This document briefly describes the most common forms of analytics tools in use in both traditional digital publishing and academic publishing, with an emphasis on what they are designed to measure and what goals they are designed to serve. Additionally, it includes a feature comparison of 3 different analytics products evaluated by the PubPub team in early 2020 ahead of a transition from using Keen to Heap for both product and web analytics.
Digital Publishing Analytics Landscape Overview
Web Analytics
Most standard web analytics tools provide a relatively consistent set of metrics that track user behavior on a website. These tools tend to be geared for media and e-commerce and used by marketers. So, they place an emphasis on understanding how users come to a site and what pathways they took along the way to converting on a defined “goal,” often purchasing a product. These tools also tend to integrate with ad buying platforms, to link ad campaigns to on-site goal conversion.
Examples: Google Analytics, Adobe Omniture, Chartbeat
Product Analytics
Product analytics tools collect similar data to web analytics tools, but are geared for people building software that is itself a product (i.e., PubPub), and thus focus more on allowing product managers to probe how users engage with specific features of a web product to determine what features are most valuable to users. These tools tend measure more fine-grained (but privacy invasive) interactions than web analytics tools like complex interactions with specific site elements, user behavior patterns over time, etc.
Examples: Heap, Mixpanel, Keen
Social Analytics
Because web analytics are collected from on-site activity only, but much traffic today comes from conversation happening on social platforms, a number of companies offer platforms to track activity on social media. Social media companies make money by selling advertisements against the data they collect. So, they tend to limit access to data about content posted on their platforms. Social analytics tools fill in those gaps.
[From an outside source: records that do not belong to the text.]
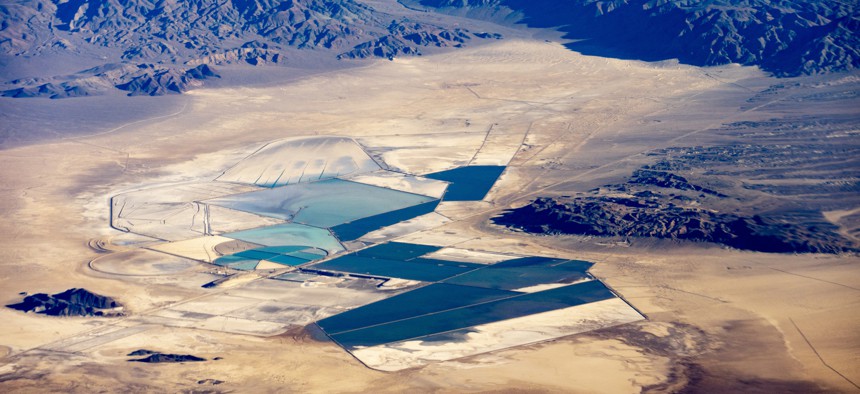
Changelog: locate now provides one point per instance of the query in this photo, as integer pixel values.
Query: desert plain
(716, 319)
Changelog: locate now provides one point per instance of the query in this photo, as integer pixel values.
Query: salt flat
(739, 316)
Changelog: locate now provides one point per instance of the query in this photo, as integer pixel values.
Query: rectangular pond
(428, 299)
(468, 316)
(470, 183)
(290, 234)
(419, 269)
(325, 203)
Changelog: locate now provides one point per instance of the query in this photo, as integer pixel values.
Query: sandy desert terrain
(718, 320)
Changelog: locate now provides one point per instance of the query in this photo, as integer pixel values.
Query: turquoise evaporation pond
(290, 234)
(355, 229)
(398, 260)
(470, 183)
(287, 255)
(322, 204)
(371, 332)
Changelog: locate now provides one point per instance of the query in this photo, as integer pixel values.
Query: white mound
(298, 160)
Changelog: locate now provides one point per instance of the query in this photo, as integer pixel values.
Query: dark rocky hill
(72, 302)
(157, 47)
(785, 37)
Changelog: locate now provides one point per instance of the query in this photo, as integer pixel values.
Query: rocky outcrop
(647, 217)
(141, 79)
(785, 37)
(158, 357)
(406, 38)
(153, 44)
(72, 302)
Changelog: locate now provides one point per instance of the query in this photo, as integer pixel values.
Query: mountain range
(168, 46)
(784, 37)
(70, 48)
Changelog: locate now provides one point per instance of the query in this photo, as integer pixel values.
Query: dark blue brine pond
(525, 272)
(428, 299)
(470, 183)
(468, 316)
(462, 294)
(355, 229)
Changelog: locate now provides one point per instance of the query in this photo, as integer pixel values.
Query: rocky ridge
(72, 302)
(157, 47)
(784, 37)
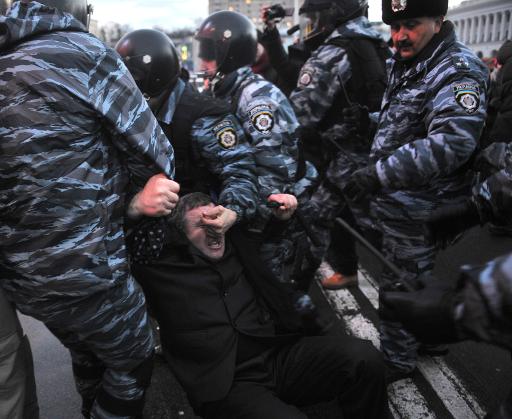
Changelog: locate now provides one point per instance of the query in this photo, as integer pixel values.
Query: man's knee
(358, 356)
(125, 396)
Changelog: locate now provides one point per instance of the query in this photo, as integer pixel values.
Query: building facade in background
(483, 25)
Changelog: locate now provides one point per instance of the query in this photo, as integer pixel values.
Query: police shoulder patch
(262, 118)
(226, 134)
(467, 95)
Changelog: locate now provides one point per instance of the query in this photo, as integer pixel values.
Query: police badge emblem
(226, 134)
(467, 95)
(398, 5)
(305, 78)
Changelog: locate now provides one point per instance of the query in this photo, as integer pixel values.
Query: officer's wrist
(237, 210)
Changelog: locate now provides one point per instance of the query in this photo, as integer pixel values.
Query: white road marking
(406, 401)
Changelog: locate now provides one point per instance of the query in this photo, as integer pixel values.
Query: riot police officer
(344, 78)
(78, 141)
(431, 118)
(227, 48)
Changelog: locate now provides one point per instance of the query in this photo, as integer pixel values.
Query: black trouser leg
(317, 369)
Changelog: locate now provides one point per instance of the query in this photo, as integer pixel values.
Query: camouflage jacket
(485, 302)
(220, 145)
(325, 73)
(431, 118)
(496, 190)
(74, 132)
(270, 124)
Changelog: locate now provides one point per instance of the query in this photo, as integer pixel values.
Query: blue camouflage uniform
(219, 145)
(485, 295)
(270, 125)
(75, 134)
(322, 91)
(431, 119)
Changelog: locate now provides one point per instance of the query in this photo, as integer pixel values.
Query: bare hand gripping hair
(78, 8)
(152, 59)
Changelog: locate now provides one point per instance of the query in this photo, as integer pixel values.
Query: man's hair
(185, 204)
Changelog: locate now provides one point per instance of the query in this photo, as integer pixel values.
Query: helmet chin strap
(216, 79)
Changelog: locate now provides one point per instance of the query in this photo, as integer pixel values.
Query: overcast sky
(174, 14)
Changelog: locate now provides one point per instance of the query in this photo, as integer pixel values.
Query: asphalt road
(485, 370)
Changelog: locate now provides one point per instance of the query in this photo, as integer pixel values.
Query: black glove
(357, 118)
(446, 222)
(363, 182)
(429, 314)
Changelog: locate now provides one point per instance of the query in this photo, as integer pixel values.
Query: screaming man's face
(207, 241)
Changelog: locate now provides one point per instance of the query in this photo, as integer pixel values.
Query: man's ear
(439, 22)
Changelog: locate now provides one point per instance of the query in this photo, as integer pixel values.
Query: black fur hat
(393, 10)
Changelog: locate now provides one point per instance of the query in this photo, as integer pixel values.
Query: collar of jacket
(229, 85)
(355, 28)
(437, 45)
(166, 112)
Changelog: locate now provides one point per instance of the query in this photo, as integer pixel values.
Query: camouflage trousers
(405, 245)
(111, 346)
(328, 202)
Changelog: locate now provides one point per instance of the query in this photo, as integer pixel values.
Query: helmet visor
(309, 24)
(207, 49)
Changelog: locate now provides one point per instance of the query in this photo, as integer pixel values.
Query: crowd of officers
(100, 146)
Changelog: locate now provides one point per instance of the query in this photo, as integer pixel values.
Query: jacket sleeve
(496, 190)
(485, 295)
(502, 128)
(319, 83)
(452, 136)
(221, 143)
(135, 132)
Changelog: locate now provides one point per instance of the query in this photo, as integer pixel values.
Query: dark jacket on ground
(205, 307)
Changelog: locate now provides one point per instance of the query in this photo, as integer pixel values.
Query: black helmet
(325, 15)
(4, 6)
(152, 59)
(229, 38)
(78, 8)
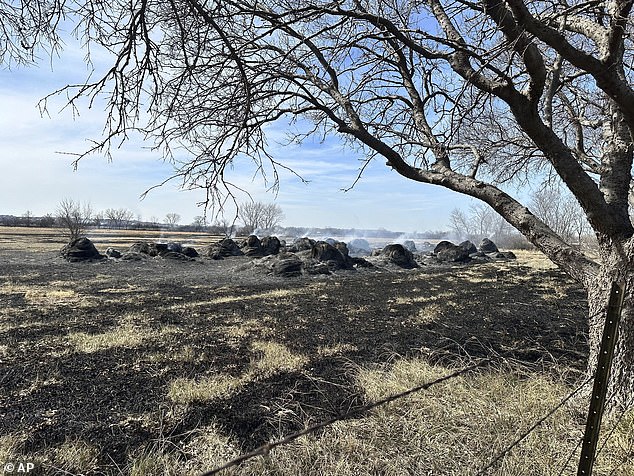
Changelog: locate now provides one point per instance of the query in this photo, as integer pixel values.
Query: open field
(52, 239)
(172, 368)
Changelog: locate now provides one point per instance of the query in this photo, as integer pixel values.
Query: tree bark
(617, 267)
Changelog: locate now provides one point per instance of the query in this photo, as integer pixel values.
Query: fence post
(601, 380)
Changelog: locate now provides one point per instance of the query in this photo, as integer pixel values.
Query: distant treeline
(50, 221)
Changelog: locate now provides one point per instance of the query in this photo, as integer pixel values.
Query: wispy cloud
(36, 176)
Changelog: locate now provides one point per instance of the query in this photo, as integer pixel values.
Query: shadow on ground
(198, 320)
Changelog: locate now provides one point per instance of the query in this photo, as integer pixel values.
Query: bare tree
(561, 212)
(199, 223)
(223, 227)
(258, 215)
(119, 218)
(172, 219)
(467, 95)
(74, 217)
(479, 222)
(28, 218)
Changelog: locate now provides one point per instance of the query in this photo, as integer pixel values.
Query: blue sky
(36, 176)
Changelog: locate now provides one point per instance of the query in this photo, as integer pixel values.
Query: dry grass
(270, 358)
(52, 239)
(208, 354)
(454, 429)
(185, 391)
(127, 334)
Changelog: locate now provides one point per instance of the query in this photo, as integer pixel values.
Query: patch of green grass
(275, 358)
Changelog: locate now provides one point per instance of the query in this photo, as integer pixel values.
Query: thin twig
(264, 449)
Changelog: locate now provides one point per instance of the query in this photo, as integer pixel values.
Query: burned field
(127, 367)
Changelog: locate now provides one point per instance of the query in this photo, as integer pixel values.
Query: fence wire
(264, 449)
(533, 427)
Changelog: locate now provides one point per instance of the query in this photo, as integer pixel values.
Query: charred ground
(91, 351)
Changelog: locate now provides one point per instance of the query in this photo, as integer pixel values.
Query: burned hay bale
(223, 249)
(80, 249)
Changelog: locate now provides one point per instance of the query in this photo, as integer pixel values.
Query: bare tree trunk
(618, 268)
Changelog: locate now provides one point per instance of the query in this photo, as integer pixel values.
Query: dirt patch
(96, 351)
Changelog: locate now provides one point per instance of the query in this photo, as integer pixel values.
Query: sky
(37, 172)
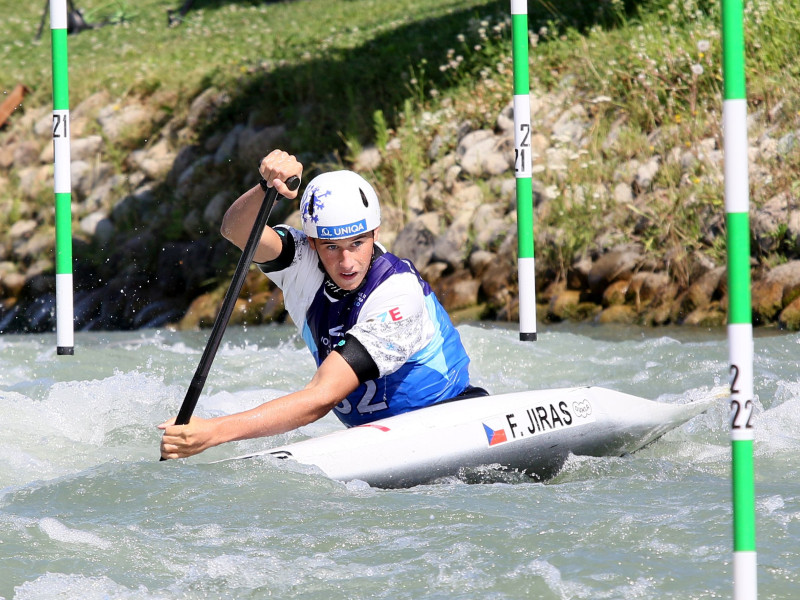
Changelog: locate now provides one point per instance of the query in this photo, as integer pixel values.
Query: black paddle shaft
(225, 312)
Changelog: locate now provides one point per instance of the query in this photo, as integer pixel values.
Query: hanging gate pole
(62, 180)
(522, 171)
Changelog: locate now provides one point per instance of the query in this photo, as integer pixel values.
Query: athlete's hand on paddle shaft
(277, 167)
(181, 441)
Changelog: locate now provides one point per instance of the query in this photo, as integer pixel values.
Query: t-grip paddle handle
(228, 303)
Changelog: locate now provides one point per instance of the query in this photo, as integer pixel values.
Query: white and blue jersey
(418, 356)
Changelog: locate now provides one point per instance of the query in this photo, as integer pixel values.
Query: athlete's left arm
(331, 383)
(393, 323)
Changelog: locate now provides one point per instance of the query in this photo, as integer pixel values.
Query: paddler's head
(341, 217)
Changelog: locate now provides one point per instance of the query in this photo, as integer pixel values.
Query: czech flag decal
(495, 436)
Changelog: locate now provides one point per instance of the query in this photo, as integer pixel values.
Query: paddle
(228, 303)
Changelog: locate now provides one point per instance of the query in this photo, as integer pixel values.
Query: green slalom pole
(62, 180)
(740, 327)
(522, 171)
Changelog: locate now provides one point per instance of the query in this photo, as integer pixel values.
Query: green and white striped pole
(522, 171)
(62, 180)
(740, 327)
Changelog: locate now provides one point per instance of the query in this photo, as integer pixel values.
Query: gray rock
(415, 242)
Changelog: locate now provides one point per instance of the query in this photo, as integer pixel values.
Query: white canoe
(531, 432)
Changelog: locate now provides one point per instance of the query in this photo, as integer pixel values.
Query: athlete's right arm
(238, 221)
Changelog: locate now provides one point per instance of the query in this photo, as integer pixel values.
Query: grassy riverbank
(346, 74)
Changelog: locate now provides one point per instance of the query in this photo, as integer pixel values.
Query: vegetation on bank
(345, 74)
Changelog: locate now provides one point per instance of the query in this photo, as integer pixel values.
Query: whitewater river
(88, 512)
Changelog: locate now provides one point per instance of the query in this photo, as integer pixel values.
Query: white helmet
(339, 204)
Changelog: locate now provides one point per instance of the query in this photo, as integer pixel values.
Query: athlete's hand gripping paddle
(228, 303)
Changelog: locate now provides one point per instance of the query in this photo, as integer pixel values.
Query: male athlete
(382, 342)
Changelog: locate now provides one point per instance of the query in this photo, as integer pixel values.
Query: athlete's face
(347, 260)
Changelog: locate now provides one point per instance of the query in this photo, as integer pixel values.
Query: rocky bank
(149, 192)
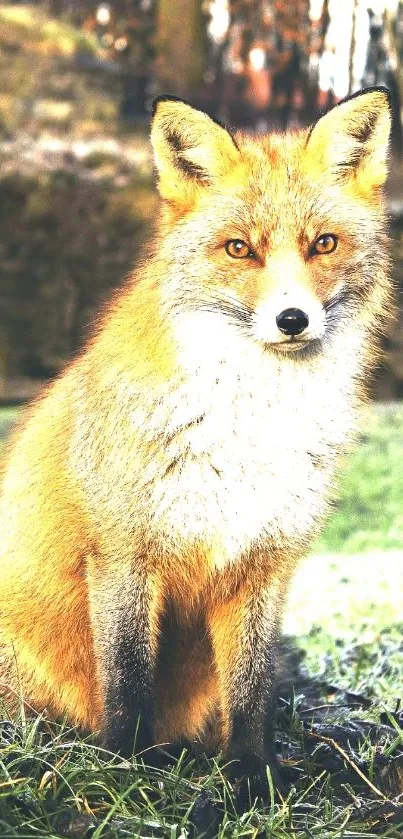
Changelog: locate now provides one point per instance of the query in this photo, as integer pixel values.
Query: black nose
(292, 321)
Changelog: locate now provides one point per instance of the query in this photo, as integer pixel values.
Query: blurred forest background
(77, 80)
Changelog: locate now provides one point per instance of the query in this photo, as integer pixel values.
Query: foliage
(65, 241)
(369, 510)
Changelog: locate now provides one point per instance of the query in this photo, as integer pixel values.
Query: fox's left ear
(352, 139)
(191, 150)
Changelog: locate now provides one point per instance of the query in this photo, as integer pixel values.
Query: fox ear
(191, 150)
(352, 139)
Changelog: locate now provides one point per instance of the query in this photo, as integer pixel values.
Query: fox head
(281, 234)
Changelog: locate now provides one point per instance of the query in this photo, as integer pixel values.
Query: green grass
(346, 612)
(369, 512)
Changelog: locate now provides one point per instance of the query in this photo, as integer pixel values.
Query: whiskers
(237, 313)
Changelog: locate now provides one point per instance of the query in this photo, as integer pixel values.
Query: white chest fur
(251, 442)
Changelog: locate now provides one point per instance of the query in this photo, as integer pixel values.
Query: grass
(345, 610)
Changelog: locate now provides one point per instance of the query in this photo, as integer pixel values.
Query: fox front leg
(124, 617)
(244, 633)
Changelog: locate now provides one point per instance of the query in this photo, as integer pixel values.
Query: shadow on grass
(341, 753)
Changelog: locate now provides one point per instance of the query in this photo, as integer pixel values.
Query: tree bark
(180, 46)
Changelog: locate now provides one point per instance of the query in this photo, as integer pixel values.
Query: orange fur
(158, 496)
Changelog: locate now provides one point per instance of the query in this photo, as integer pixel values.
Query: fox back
(159, 495)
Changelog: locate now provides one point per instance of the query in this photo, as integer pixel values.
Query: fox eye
(238, 249)
(327, 243)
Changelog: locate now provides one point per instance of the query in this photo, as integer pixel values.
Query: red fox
(159, 495)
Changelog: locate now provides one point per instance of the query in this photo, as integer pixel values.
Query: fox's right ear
(191, 150)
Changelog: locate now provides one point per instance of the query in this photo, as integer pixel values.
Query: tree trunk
(180, 46)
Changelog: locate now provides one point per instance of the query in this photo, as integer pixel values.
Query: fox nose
(292, 321)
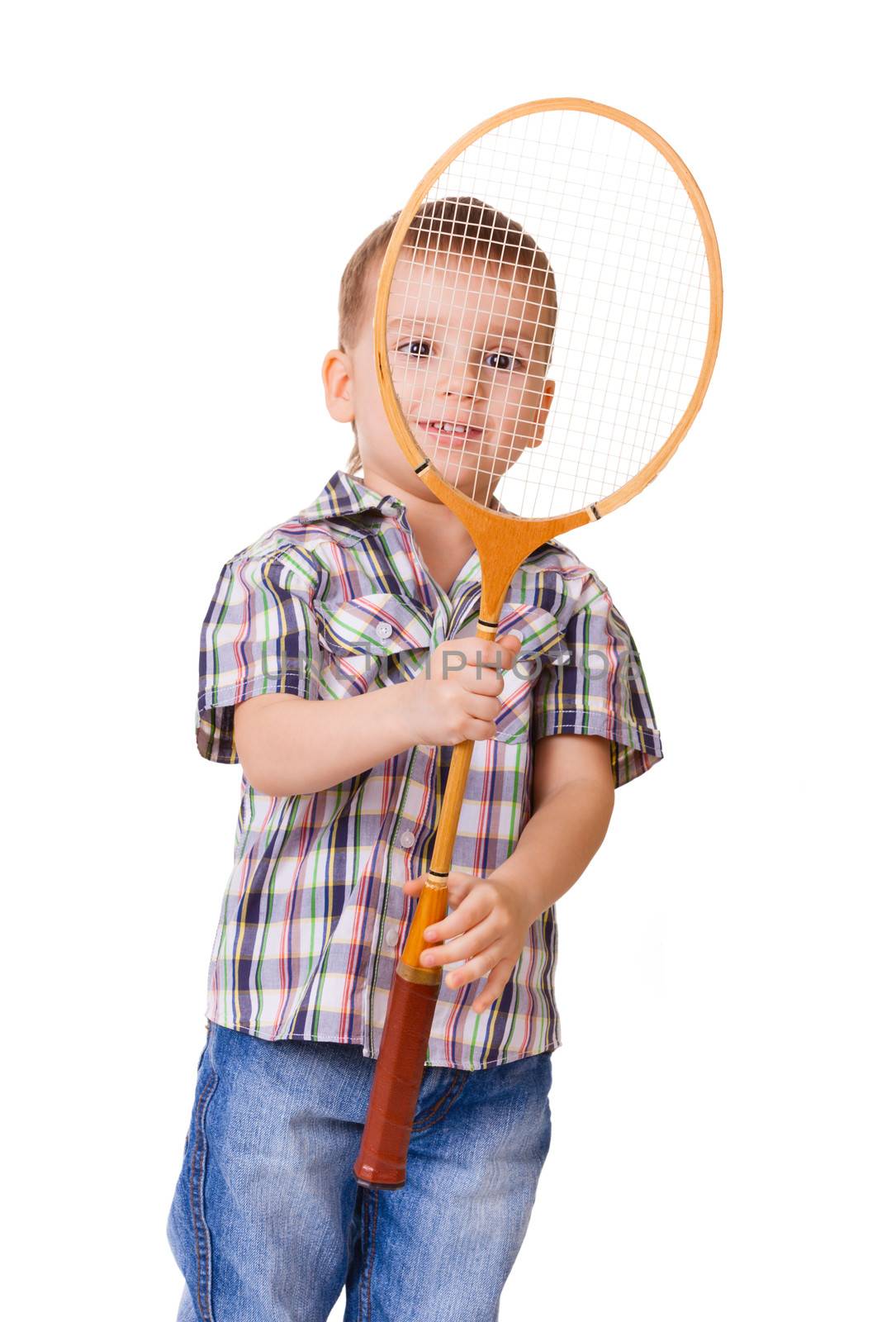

These fall into two main categories.
Campaign Analytics
Most social media sites will give you fairly extensive data on posts you make to your own accounts on social sites. Campaign analytics tools often include schedulers, and will automatically collect and organize metrics across your accounts. Depending on the network and what analytics they provide, these metrics typically include:
Post reach (paid and unpaid)
Post views
Locations the post was seen (newsfeed vs. sidebar vs. recommendation)
Engagements with the post (likes, comments, shares, favorites, etc.)
Clicks on the post, if it’s a link
Video views, if it’s a video
Video view duration, if it’s a video
Frequency
Examples: Hootsuite, Sprout Social
Social Monitoring
These tools specialize in monitoring all social media posts and giving clients the ability to “listen” for posts that contain URLs or phrases related to the client’s content. This is the only way to know, for example, if someone posted about your article on Twitter without tagging you. The metrics these tools can provide is severely limited by most social media networks, but they can typically tell you:
Number of times a link was shared
Number of engagements (likes, shares, comments, etc.)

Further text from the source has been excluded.